Moles are a unit of measure. It's a unit of measure like a "dozen" or a "gross". A dozen is twelve. A mole is 6.02 x 10^23. There's a lot more to it, "Avogadro's Constant" and all that, a Nobel Prize was involved, etc, etc.
Basically one mole (the name for the unit share etymology with the world "molecule") is the number of molecules necessary to create in grams the same numerical weight as the atomic weight of the molecule. So if it's pure carbon, 12 grams of carbon contains one mole of molecules since the molecular (atomic) weight of carbon is 12.
There are the same number of atoms in one mole of hydrogen as there are in one mole of gold (or anything else for that matter).

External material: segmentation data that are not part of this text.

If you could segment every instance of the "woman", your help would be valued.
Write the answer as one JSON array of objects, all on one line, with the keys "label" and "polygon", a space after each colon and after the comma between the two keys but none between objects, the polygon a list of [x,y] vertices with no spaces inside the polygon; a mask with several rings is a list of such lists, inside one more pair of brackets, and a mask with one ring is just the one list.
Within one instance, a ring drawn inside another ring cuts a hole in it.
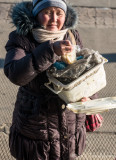
[{"label": "woman", "polygon": [[9,146],[17,160],[74,160],[85,148],[85,114],[75,115],[48,90],[46,70],[72,50],[68,29],[77,21],[65,0],[33,0],[12,9],[16,31],[6,44],[5,75],[20,86]]}]

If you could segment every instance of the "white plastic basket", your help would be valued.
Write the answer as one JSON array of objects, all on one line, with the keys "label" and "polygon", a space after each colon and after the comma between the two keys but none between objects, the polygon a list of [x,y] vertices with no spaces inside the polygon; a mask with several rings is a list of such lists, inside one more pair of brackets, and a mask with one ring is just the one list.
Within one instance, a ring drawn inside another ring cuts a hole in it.
[{"label": "white plastic basket", "polygon": [[[45,86],[58,94],[66,103],[79,101],[82,97],[90,97],[106,86],[105,62],[107,60],[103,58],[102,63],[67,85],[48,74],[49,83],[45,83]],[[50,86],[51,83],[54,88]]]}]

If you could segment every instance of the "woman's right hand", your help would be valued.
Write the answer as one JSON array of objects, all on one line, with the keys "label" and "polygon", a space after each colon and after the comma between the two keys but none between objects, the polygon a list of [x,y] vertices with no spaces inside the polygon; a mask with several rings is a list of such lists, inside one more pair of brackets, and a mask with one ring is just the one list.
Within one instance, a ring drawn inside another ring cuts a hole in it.
[{"label": "woman's right hand", "polygon": [[72,52],[73,47],[69,40],[63,40],[63,41],[54,42],[53,49],[54,49],[54,52],[58,56],[62,56],[62,55]]}]

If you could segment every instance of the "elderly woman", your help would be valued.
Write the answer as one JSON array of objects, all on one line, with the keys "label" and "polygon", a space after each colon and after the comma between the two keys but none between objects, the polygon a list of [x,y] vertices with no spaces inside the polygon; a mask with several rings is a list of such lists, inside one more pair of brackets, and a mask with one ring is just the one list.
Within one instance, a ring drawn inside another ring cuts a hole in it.
[{"label": "elderly woman", "polygon": [[85,114],[74,114],[48,90],[46,70],[72,51],[77,16],[65,0],[33,0],[12,8],[16,31],[5,46],[4,72],[20,86],[9,147],[17,160],[74,160],[85,148]]}]

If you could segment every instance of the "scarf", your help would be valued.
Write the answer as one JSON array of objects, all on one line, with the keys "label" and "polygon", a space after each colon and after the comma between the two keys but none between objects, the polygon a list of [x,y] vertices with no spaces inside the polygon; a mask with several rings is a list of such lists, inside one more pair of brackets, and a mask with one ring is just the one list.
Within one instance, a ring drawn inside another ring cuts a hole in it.
[{"label": "scarf", "polygon": [[60,31],[48,31],[45,29],[35,28],[32,30],[32,34],[34,39],[38,43],[42,43],[48,40],[54,40],[54,41],[63,40],[67,30],[68,29],[64,29]]}]

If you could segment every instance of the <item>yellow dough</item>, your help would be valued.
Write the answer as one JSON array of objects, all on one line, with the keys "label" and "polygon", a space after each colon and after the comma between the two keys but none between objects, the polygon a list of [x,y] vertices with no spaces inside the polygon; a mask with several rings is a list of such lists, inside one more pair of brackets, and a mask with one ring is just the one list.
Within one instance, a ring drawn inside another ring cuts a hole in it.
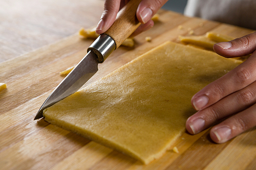
[{"label": "yellow dough", "polygon": [[45,109],[44,116],[147,164],[185,131],[196,112],[192,96],[240,63],[167,42]]},{"label": "yellow dough", "polygon": [[6,89],[7,87],[6,83],[0,83],[0,91]]}]

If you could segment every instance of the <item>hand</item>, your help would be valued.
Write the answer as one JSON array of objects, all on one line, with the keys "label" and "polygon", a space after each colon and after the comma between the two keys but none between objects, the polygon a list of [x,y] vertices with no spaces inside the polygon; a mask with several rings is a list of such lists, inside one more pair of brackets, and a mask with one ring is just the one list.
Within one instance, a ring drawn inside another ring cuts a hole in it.
[{"label": "hand", "polygon": [[[142,24],[131,35],[134,37],[154,26],[151,18],[168,0],[142,0],[137,10],[137,17]],[[115,21],[118,11],[129,0],[105,0],[104,11],[96,27],[96,31],[101,34],[106,31]]]},{"label": "hand", "polygon": [[248,55],[244,62],[197,93],[191,104],[198,111],[188,118],[187,131],[197,134],[223,118],[210,132],[211,138],[224,143],[256,126],[256,32],[214,46],[227,57]]}]

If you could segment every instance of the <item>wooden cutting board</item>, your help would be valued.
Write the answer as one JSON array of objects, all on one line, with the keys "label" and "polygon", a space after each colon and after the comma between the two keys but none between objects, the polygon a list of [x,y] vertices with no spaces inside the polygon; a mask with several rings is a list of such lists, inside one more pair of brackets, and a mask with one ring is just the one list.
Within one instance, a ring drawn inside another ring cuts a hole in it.
[{"label": "wooden cutting board", "polygon": [[[160,11],[155,27],[135,38],[134,48],[120,47],[100,64],[86,83],[106,75],[149,50],[179,35],[208,31],[238,37],[253,32],[217,22]],[[179,29],[181,25],[183,29]],[[151,42],[145,40],[152,37]],[[256,131],[215,144],[206,130],[186,132],[159,159],[144,165],[122,153],[55,127],[33,120],[43,102],[64,78],[59,72],[77,64],[92,40],[77,35],[0,64],[0,169],[252,169],[256,168]],[[255,128],[254,128],[255,129]]]}]

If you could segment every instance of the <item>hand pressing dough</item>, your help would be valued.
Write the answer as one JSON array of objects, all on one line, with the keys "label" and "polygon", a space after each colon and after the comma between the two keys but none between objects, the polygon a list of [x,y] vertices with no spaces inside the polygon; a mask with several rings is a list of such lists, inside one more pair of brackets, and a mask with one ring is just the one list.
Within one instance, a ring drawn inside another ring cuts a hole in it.
[{"label": "hand pressing dough", "polygon": [[206,33],[206,37],[217,42],[227,42],[234,39],[226,35],[220,34],[212,32]]},{"label": "hand pressing dough", "polygon": [[44,116],[147,164],[185,131],[196,112],[192,96],[240,63],[167,42],[45,109]]},{"label": "hand pressing dough", "polygon": [[6,89],[7,87],[6,84],[0,83],[0,91]]}]

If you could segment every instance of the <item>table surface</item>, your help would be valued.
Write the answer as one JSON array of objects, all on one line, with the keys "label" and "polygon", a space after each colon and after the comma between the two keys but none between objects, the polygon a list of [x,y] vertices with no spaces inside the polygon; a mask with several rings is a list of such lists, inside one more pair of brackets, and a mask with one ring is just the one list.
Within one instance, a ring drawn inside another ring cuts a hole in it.
[{"label": "table surface", "polygon": [[0,62],[97,25],[103,1],[2,0]]},{"label": "table surface", "polygon": [[[93,40],[81,40],[82,27],[96,26],[102,1],[2,1],[0,6],[0,169],[254,169],[255,128],[217,144],[209,130],[184,133],[179,151],[144,165],[129,156],[46,122],[33,120],[40,106],[63,79],[58,72],[79,62]],[[65,12],[63,12],[63,11]],[[253,30],[161,10],[155,26],[120,47],[88,83],[167,40],[208,31],[238,37]],[[179,26],[183,29],[179,29]],[[152,37],[151,42],[145,37]],[[2,63],[1,63],[2,62]]]}]

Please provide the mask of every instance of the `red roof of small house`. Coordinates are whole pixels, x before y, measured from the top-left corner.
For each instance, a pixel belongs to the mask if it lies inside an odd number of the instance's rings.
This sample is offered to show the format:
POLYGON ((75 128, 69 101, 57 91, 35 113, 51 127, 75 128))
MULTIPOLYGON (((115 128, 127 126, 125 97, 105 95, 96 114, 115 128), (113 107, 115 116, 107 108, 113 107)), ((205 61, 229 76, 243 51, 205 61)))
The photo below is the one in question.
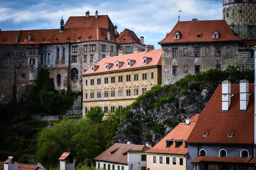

But where it gets fun is in the molecular applications. One mole of water contains the same number of molecules as one mole of glucose. But it contains a very different number of atoms.
Since water is H2O, one mole of water contains within it one mole of oxygen and two moles of hydrogen.
The mole is simply the amount of something you need to equal it's atomic weight in grams. You change the thing you're talking about, you change the gram weight but not the number of molecules/atoms involved.
Think of it this way. Say I've got a dozen whole pies. How much does that weigh? We don't know. We don't care. If I slice each of those pies into 12 pieces did I change the weight at all? Of course not. So now that I have a gross (a dozen dozen, or 144) slices I haven't broken the laws of physics. I've just changed what I'm counting.